Figure 2. C. fleckeri venom proteins.

Figure 2

Total protein from CFV in a Coomassie-stained 15% SDS-PAGE gel. Lanes were divided into 40 gel slices (dotted lines) and subjected to in-gel tryptic digest before LC-MS/MS analysis. Markers (M) are indicated and the numbering system used for gel slices. CFV proteins separated using SDS-PAGE and stained in-gel with fluorescent dyes reactive to glycans or phosphate groups (Lanes 1–4). Glycan analysis showed fluorescence in bands corresponding to CfTX proteins (Lane 1) and no fluorescence in the negative control (Lane 2). No phosphorylation was observed except in band 40 (Lane 4; positive control in Lane 3).
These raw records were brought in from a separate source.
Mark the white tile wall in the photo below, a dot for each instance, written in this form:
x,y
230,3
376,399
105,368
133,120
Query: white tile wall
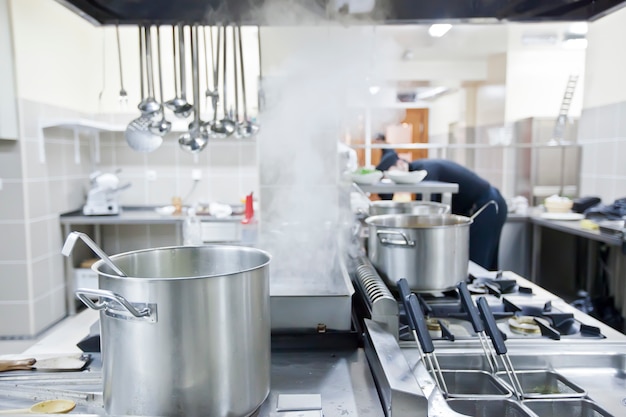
x,y
603,172
35,194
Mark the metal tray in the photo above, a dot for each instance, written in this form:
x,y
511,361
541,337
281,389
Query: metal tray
x,y
566,407
488,408
471,384
544,384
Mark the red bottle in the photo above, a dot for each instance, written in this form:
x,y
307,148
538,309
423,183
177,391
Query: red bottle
x,y
249,210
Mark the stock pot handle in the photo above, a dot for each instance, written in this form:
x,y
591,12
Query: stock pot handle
x,y
104,297
386,241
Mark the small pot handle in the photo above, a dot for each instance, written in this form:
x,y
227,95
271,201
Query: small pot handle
x,y
104,297
385,241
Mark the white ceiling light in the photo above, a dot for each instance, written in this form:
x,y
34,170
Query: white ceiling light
x,y
575,43
374,89
439,29
578,28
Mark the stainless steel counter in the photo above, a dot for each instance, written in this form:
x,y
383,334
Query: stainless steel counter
x,y
341,379
129,215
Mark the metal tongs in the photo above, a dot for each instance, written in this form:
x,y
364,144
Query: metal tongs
x,y
472,312
424,342
499,346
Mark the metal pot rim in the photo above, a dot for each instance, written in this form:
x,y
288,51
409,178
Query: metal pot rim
x,y
461,221
100,263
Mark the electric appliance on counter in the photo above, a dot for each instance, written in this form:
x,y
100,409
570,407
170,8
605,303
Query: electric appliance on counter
x,y
102,198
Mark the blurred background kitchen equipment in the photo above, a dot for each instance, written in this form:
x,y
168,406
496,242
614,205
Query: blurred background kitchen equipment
x,y
138,134
102,198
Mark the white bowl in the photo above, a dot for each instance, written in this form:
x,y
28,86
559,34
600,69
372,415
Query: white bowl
x,y
367,179
403,177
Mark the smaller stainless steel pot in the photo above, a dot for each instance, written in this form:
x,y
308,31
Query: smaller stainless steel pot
x,y
407,207
431,252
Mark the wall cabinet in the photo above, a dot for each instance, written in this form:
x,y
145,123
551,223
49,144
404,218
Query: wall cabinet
x,y
8,98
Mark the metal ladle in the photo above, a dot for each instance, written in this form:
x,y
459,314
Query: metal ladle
x,y
123,94
57,406
212,93
215,98
246,128
224,127
70,241
197,138
480,210
148,106
178,105
137,133
160,127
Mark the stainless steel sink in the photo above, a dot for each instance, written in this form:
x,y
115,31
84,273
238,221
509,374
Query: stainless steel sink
x,y
488,408
599,377
570,407
474,384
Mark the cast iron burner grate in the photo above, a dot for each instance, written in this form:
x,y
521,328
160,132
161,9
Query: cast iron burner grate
x,y
550,323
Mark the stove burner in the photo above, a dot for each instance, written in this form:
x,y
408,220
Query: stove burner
x,y
524,325
495,286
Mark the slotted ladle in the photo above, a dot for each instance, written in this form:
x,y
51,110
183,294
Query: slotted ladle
x,y
197,138
224,127
73,237
179,105
137,133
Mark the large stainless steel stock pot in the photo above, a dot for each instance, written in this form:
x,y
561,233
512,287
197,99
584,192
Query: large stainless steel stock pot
x,y
186,332
379,207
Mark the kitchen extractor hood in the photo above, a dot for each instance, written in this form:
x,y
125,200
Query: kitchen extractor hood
x,y
106,12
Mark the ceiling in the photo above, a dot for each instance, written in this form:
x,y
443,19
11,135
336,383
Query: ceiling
x,y
107,12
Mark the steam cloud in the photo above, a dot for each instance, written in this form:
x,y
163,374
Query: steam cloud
x,y
311,100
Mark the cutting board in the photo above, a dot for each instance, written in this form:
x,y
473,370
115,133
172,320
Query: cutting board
x,y
73,362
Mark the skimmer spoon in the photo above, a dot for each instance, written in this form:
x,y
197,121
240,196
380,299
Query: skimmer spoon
x,y
197,138
224,127
178,105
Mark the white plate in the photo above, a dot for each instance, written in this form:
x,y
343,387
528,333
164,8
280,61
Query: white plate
x,y
563,216
367,179
403,177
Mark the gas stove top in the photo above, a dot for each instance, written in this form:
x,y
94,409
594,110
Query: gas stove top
x,y
517,317
524,312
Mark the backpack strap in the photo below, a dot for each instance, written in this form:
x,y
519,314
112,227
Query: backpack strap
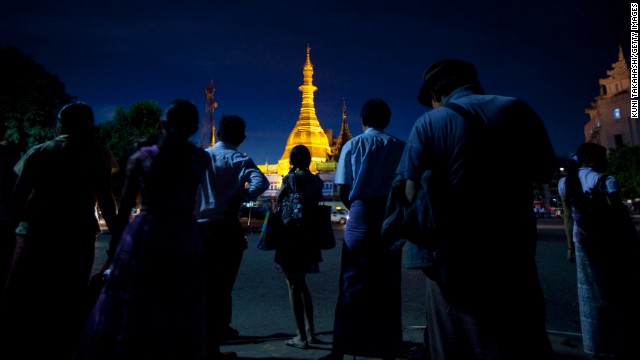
x,y
464,113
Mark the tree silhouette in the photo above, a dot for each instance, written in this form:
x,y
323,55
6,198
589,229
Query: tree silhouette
x,y
30,98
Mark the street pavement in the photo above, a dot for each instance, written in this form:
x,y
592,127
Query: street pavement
x,y
262,315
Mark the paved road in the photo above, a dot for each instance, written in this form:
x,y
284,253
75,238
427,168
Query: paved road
x,y
262,313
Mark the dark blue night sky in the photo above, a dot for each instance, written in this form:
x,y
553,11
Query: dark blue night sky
x,y
114,53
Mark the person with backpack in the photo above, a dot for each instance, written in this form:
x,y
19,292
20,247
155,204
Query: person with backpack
x,y
297,254
606,250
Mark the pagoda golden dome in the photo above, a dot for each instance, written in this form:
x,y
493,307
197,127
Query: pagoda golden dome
x,y
307,130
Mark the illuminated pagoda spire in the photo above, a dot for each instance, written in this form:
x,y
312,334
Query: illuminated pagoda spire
x,y
307,130
345,134
208,127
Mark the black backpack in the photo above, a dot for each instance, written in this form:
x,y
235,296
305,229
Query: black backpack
x,y
292,205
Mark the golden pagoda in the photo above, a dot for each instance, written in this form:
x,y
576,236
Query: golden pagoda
x,y
307,130
345,134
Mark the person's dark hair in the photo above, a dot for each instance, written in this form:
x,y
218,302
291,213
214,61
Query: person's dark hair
x,y
592,155
375,113
181,118
76,118
443,77
231,129
300,157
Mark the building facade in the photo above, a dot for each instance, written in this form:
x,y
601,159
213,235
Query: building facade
x,y
307,131
610,123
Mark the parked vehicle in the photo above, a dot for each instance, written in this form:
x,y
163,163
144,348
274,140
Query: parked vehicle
x,y
340,216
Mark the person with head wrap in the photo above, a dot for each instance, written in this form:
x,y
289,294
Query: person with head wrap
x,y
59,184
475,310
606,252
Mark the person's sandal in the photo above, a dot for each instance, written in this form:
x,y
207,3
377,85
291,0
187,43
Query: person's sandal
x,y
297,344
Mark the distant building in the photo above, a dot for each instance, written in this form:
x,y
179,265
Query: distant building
x,y
610,123
307,131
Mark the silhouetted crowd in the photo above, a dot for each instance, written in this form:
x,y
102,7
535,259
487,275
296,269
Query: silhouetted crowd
x,y
172,264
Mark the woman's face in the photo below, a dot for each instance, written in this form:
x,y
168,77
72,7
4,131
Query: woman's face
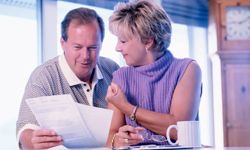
x,y
132,50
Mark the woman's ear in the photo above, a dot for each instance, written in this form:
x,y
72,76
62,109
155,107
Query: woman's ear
x,y
149,44
62,42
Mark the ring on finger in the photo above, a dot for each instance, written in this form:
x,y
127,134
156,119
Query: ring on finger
x,y
126,140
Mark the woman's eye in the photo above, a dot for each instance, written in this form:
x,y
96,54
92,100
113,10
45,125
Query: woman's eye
x,y
77,47
93,48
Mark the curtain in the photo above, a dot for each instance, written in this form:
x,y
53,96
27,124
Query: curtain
x,y
189,12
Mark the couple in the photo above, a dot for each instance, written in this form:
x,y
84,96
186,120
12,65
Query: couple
x,y
155,90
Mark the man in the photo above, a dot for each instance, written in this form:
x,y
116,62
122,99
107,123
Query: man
x,y
79,72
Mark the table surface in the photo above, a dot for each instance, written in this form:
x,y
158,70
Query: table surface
x,y
105,148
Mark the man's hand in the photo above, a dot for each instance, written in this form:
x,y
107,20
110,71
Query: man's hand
x,y
128,135
40,139
116,97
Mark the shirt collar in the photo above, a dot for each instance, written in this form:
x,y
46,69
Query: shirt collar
x,y
70,75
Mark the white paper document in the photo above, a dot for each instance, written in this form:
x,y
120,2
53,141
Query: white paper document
x,y
79,125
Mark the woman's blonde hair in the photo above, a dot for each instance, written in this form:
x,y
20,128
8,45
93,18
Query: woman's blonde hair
x,y
144,19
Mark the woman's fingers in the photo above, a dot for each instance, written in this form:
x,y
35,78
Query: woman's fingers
x,y
46,145
44,138
128,135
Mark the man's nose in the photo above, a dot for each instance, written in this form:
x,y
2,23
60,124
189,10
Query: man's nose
x,y
85,53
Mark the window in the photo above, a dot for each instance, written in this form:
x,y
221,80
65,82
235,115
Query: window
x,y
18,58
187,41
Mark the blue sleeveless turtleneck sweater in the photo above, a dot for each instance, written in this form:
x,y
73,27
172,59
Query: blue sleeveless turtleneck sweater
x,y
151,86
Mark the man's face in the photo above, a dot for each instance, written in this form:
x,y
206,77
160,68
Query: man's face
x,y
82,48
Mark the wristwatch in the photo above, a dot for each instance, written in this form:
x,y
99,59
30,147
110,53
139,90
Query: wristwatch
x,y
132,116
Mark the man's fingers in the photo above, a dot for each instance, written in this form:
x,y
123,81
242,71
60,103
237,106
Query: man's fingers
x,y
44,132
46,145
44,139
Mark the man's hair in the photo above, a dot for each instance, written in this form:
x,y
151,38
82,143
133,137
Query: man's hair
x,y
143,19
82,16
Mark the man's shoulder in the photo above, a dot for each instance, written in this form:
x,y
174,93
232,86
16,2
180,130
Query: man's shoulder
x,y
104,62
43,68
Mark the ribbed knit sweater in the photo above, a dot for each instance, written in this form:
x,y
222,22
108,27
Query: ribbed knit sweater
x,y
151,86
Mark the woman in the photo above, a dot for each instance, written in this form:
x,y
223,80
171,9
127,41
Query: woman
x,y
156,89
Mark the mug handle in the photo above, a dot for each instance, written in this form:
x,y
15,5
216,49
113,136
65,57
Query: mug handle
x,y
168,135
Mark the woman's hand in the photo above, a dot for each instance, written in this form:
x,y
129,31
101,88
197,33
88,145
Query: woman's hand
x,y
44,138
128,135
116,97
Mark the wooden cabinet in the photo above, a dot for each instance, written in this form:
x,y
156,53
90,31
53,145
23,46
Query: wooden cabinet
x,y
236,98
230,20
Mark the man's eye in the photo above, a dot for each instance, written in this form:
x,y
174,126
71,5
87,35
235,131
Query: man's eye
x,y
92,48
77,47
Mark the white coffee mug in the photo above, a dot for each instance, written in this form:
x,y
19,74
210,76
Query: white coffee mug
x,y
188,134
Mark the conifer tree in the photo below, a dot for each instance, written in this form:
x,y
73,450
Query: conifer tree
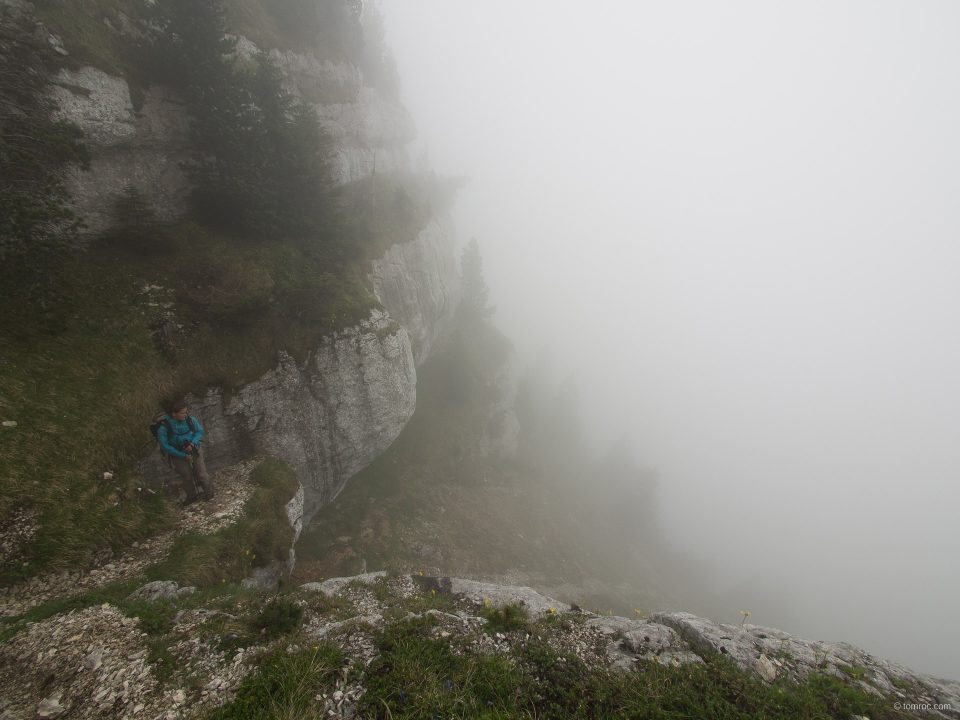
x,y
474,291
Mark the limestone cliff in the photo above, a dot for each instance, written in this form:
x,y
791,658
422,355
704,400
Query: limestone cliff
x,y
329,417
417,283
145,146
332,415
142,148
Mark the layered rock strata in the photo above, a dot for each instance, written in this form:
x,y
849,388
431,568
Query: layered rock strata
x,y
329,417
418,284
142,148
146,146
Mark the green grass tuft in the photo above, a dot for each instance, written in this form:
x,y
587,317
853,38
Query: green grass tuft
x,y
261,536
285,684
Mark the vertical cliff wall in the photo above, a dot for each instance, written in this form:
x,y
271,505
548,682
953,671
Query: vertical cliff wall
x,y
329,417
418,284
332,415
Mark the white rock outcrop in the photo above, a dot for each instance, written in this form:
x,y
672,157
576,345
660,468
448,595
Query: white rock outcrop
x,y
368,133
146,147
417,282
329,417
141,148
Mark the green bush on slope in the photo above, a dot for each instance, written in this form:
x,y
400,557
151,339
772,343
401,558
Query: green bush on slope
x,y
230,296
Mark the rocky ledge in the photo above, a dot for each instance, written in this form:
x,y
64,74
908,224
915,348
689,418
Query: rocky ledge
x,y
102,662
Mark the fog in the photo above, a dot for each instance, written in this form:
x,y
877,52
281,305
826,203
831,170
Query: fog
x,y
738,224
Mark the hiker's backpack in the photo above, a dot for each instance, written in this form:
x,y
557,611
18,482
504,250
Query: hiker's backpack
x,y
161,419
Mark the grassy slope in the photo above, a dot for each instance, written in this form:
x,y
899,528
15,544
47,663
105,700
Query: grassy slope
x,y
432,503
83,399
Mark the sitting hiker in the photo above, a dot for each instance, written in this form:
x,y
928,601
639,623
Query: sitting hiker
x,y
179,436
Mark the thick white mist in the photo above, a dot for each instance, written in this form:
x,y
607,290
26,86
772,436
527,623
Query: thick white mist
x,y
738,223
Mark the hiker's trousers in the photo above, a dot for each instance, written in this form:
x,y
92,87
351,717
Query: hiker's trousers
x,y
182,466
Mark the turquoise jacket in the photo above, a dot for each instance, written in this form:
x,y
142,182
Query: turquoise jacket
x,y
184,432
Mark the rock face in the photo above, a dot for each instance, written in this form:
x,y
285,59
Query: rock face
x,y
502,437
141,148
418,284
145,147
329,417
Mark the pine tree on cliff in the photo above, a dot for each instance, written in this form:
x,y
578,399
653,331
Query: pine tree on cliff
x,y
474,291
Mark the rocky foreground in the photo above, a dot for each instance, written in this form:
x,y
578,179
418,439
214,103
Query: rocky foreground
x,y
101,662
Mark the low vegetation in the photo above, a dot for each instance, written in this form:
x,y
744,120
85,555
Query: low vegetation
x,y
261,536
95,339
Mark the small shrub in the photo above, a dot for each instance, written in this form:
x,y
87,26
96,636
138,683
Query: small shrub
x,y
279,617
286,684
155,619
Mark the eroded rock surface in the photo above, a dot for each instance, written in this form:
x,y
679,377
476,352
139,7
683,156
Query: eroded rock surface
x,y
329,417
418,284
142,148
Western blot analysis using polyclonal antibodies for CfTX-1 and -2 showed hybridisation in two bands corresponding to the highest scoring Mascot identifications for these proteins and in the region corresponding to approximately 12 kDa (lane 5). No other bands were positive for these proteins despite their identification in MS/MS analysis. The spectral counts for proteins from this toxin family identified using Mascot are displayed adjacent to the band numbering (blue, red and green lines for CfTX-1, CfTX-2 and CqTX-A resp.). Actual spectral counts for a selection of CfTX-1 points are shown for reference.